Debugger Launch Process
In the following description, the term "debugger client" refers to the Eclipse client side of the parallel debugger. The term "sdm" or "debugger server" refers to the Scalable Debug Manager (SDM) or server side of the parallel debugger.
When the user hits the debug button, debug launch proceeds as follows:
- The debugger client is initialized
- The job is submitted by calling IResourceManager#submitJob()
- Optionally, debugger launch help actions are performed
- The SDM starts
Debugger initialization is performed on the client side of the debugger. It comprises the following steps:
- The debugger client binds to a random port on the local machine. This port is the debugger session port.
- If port forwarding is enabled on the connection, a port on the target machine will be forwarded to the debugger session port.
- The debugger arguments are computed (including adding the remote port obtained in the previous step) and these are saved to the launch configuration using the DEBUGGER_ARGS launch attribute.
- The debugger executable (as specified in the Debugger tab) is verified on the target machine. If the executable does not exist, an exception is thrown.
Debug Job Submission
The debug job is submitted using IResourceManager#submitJob() with mode set to "debug". It is up to the resource manager to determine what command will be used and what arguments will be passed to it. In the case of the Open MPI/MPICH2 RM's, the command submitted is the "mpirun" command which is passed the debugger executable and supplied with the debugger arguments from the launch configuration.
A thread is also started that monitors the job state.
Debugger Launch Help
Debugger launch help is available if a resource manager needs assistance in order to start the debug session. It is enabled by overriding AbstractResourceManagerConfiguration#needsDebuggerLaunchHelp() and returning true.
Debugger launch help is activated when needsDebuggerLaunchHelp() returns true AND the job state changes to RUNNING. When this happens, following steps are performed:
- A routing file is created that contains the tuples (index, host, port) for each process. The host information is obtained from the IPJob#getProcessNodeId() method (the other values are computed). The routing file is assumed to be in a location that is accessible to all sdm processes, such as a shared file system. The debug server does not proceed until this file is available.
- The client waits 3 seconds
- The sdm master process is launched on the target machine using an IRemoteProcessBuilder over the resource manager connection. The command is the debugger executable with the argument "--master", followed by the debugger arguments computed in the initialization step.
Once launched, the sdm master will attempt to connect to the debug client. If the debugger port was forwarded over the resource manager connection, this will be used for the sdm master connection, otherwise it will attempt to connect to the session host (as specified in the Debugger tab).

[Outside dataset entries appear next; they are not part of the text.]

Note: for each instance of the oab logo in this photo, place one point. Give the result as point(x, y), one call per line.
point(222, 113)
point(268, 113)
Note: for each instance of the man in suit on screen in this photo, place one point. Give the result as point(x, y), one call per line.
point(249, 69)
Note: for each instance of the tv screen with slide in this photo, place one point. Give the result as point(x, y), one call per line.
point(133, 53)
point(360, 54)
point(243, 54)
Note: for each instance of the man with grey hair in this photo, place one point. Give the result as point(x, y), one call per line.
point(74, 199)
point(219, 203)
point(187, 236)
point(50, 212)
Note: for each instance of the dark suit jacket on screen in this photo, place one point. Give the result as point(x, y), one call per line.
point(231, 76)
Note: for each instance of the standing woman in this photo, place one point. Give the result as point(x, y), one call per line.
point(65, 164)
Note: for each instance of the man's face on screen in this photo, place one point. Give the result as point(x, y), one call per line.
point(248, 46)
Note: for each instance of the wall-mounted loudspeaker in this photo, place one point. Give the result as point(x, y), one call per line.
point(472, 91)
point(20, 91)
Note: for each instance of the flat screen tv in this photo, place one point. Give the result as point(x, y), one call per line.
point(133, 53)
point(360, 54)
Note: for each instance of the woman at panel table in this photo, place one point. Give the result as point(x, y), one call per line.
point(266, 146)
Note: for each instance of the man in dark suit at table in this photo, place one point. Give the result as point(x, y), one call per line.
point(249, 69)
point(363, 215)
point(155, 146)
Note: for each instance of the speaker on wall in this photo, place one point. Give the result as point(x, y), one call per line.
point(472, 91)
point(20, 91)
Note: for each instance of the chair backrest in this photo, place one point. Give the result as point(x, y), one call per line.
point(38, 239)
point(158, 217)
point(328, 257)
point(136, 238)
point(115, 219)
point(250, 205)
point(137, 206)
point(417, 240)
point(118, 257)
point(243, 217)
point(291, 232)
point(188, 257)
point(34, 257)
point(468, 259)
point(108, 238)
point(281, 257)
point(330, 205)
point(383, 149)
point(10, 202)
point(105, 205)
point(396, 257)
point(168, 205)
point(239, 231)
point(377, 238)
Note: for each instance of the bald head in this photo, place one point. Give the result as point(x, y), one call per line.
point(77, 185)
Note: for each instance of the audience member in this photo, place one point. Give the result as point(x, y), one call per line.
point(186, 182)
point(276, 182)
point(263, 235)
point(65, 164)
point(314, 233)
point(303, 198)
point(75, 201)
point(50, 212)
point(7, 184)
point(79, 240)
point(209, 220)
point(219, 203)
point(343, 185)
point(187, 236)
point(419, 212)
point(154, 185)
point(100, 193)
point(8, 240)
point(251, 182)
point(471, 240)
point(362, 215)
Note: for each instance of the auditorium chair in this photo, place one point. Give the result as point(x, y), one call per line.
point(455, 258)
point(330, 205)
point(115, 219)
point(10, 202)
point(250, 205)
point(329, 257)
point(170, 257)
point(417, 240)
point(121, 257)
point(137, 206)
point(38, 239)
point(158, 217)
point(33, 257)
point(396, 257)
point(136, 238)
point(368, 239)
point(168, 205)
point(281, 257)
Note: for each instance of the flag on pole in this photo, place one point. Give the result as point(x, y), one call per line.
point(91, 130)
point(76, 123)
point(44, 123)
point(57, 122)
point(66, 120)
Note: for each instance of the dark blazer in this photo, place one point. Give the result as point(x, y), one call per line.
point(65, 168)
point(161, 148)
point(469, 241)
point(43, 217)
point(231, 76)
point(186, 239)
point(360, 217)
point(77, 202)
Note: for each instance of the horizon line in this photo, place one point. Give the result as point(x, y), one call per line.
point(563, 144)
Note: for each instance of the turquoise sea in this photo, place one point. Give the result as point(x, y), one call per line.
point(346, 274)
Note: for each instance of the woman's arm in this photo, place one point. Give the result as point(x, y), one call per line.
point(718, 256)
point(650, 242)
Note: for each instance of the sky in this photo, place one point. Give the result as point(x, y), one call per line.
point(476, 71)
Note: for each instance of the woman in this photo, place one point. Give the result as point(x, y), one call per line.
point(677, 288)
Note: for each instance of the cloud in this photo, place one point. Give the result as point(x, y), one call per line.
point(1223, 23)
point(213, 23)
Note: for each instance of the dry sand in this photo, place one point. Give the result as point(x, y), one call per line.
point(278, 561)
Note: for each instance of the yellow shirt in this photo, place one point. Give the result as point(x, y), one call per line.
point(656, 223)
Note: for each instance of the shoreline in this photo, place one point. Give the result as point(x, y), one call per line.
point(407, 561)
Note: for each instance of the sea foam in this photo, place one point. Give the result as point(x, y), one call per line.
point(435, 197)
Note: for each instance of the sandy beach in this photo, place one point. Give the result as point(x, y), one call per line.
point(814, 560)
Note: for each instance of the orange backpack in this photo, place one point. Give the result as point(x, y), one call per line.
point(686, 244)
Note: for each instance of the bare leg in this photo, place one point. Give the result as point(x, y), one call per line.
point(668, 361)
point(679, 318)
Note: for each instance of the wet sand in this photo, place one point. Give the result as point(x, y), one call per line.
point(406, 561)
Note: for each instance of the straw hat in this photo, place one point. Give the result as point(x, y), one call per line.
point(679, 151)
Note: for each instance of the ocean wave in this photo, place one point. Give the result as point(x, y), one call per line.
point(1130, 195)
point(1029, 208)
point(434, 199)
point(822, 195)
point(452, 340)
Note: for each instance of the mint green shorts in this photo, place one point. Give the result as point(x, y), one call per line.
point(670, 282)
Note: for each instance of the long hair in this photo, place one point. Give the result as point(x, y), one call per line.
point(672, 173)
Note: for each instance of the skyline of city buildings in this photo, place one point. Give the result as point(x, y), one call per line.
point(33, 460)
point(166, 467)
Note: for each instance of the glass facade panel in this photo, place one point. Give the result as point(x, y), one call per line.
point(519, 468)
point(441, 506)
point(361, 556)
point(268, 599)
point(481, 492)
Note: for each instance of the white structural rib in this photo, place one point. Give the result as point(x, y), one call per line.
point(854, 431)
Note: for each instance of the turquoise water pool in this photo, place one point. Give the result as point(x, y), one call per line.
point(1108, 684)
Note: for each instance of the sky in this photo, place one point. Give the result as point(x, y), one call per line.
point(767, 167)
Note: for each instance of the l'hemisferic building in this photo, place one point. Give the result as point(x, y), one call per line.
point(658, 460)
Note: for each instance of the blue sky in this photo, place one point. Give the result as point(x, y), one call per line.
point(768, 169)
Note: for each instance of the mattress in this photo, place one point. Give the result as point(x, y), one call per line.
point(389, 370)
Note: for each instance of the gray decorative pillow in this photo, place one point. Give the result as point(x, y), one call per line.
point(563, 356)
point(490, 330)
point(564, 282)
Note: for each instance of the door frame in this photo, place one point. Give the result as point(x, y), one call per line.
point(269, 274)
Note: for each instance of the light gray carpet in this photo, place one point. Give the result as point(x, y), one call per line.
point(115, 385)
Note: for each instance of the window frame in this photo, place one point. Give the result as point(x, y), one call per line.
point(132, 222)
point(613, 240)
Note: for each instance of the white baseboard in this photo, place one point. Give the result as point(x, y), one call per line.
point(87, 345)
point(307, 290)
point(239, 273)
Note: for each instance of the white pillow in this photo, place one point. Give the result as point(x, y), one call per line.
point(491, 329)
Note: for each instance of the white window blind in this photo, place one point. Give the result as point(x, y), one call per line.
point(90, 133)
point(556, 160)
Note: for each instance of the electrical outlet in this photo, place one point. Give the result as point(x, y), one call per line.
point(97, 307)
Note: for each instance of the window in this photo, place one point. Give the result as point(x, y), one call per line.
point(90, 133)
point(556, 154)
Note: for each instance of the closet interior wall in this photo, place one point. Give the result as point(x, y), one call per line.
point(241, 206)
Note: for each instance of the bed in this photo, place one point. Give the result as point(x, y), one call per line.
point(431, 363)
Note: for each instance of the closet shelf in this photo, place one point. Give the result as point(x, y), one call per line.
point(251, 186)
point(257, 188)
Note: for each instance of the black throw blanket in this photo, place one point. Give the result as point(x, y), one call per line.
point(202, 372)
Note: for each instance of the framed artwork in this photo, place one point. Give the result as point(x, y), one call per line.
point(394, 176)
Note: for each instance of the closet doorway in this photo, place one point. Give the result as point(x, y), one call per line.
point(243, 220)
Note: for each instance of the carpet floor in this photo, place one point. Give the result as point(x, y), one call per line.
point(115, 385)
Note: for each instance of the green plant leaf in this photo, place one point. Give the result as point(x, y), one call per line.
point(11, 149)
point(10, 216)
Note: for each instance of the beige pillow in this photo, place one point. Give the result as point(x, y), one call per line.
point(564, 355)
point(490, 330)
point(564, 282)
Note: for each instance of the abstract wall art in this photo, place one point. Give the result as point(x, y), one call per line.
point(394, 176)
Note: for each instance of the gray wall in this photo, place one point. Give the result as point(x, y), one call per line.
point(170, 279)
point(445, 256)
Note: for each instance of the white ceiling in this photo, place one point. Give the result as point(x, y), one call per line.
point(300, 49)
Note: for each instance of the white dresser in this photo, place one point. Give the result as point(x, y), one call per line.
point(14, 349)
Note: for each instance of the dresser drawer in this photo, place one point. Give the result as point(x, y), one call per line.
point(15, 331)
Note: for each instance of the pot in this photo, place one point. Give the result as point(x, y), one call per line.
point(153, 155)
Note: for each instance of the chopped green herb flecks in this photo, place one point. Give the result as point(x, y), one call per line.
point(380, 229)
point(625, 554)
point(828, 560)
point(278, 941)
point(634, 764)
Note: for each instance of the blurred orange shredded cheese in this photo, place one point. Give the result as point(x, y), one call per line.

When the debugger server processes detect the routing file, they will read the file to obtain the host/port combination for their immediate parent in the communication tree. Each process will then attempt to connect to it's parent using this information. Once all connections have been established (including the connections to the sdm master process), the debugger startup is completed and it is ready to begin processing commands.
Existing RM Support
|Open MPI||Tool||Y||Host information is obtained when mpirun command starts (using xml option), and this is used to populate model with the process information|
|MPICH2||Tool||Y||Host information is obtained by running a periodic monitor command and parsing the output.|
|PE||Proxy||N||Proxy creates the routing file using information obtained from the poe attach.config file. The proxy also launches the sdm master process.|
|SLURM||Proxy||N||Proxy creates the routing file using information obtained from SLURM. The proxy also launches the sdm master process.|